• Question: When you do try to find new ways to fight malaria, have you ever found if the intensity of the disease increases, depending in the region the disease has spread in? For example, in some places, malaria isn’t a major problem, but in others, it is spread much more easily. Is this due to the intensity of the disease, or is it due to the lack of treatment against this?

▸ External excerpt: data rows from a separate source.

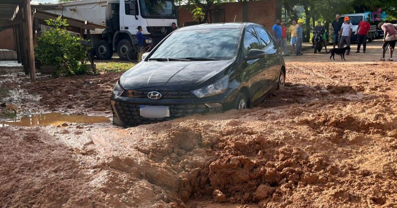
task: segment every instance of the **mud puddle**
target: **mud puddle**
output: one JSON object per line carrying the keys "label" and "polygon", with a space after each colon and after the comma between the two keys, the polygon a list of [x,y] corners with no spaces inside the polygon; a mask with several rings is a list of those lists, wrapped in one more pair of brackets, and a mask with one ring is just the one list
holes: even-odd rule
{"label": "mud puddle", "polygon": [[0,122],[0,127],[12,126],[58,126],[66,123],[107,123],[110,120],[105,116],[83,115],[67,115],[53,112],[33,115],[20,119],[13,119]]}

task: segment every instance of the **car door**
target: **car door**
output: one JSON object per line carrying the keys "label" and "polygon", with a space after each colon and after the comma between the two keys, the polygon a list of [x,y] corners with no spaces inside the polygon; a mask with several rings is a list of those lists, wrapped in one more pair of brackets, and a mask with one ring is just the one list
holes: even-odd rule
{"label": "car door", "polygon": [[259,40],[262,45],[265,45],[263,50],[266,52],[266,57],[267,60],[268,76],[266,79],[268,80],[269,84],[267,87],[269,89],[265,90],[267,91],[270,89],[275,83],[278,80],[278,76],[280,75],[281,69],[281,54],[273,40],[270,38],[269,33],[262,27],[255,27],[255,30],[258,34]]}
{"label": "car door", "polygon": [[[244,38],[244,52],[246,57],[251,49],[263,50],[258,35],[253,26],[249,27],[246,30]],[[266,55],[253,60],[245,60],[245,72],[248,75],[248,83],[253,104],[260,101],[264,90],[268,87],[268,60]]]}

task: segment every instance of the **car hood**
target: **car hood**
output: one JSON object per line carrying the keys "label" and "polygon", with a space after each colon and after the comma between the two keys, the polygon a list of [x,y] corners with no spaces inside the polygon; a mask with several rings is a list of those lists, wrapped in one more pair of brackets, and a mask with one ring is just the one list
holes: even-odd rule
{"label": "car hood", "polygon": [[192,90],[233,61],[141,61],[122,75],[120,84],[126,90]]}

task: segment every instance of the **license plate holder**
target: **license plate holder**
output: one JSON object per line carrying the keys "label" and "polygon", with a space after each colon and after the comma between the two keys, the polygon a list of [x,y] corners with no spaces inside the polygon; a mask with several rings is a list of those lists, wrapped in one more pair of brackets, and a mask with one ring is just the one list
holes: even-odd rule
{"label": "license plate holder", "polygon": [[139,115],[146,118],[163,118],[170,117],[170,106],[139,105]]}

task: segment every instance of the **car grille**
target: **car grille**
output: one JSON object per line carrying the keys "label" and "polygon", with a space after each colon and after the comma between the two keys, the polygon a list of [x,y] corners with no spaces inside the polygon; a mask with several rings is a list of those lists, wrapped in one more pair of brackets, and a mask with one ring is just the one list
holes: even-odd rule
{"label": "car grille", "polygon": [[[149,91],[141,90],[125,90],[122,94],[122,97],[133,98],[147,98]],[[159,92],[161,94],[160,99],[186,99],[197,98],[190,92],[187,91],[163,91]]]}
{"label": "car grille", "polygon": [[127,126],[156,123],[170,120],[194,114],[203,114],[208,111],[209,108],[204,104],[157,104],[170,106],[170,117],[163,118],[147,118],[140,116],[139,104],[116,102],[115,107],[120,119]]}

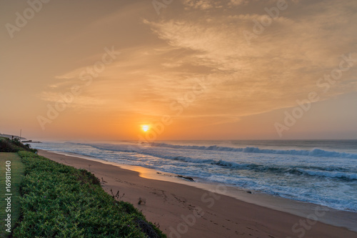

    Asked by anon-256590 to Sophie on 16 Jun 2020.
    • Photo: Sophie Adjalley

      Sophie Adjalley answered on 16 Jun 2020:


      Hi MiguelIV, thanks for another great question! The answer is both: there are definitely different dynamics of transmissions between regions that will depend on environmental conditions (climate, temperature, seasonality of the disease, mosquito density and species) but also human interventions, such as treatments or insecticide-treated bednets for instance. In regions where malaria is endemic, many people will be asymptomatic carriers, which means that they’ll carry the parasites (sometimes at a level that is too low to be detected by microscopy) and can thus transmit the disease via mosquitoes, but won’t show any symptoms. So, one of the difficulties is also to find ways to identify these individuals as they contribute to the spread of the disease. So many of the programs to control or even eliminate malaria try to take into consideration these differences, including socio-economic or even geographic aspects and adapt screening methods, treatments and mosquito-control measures.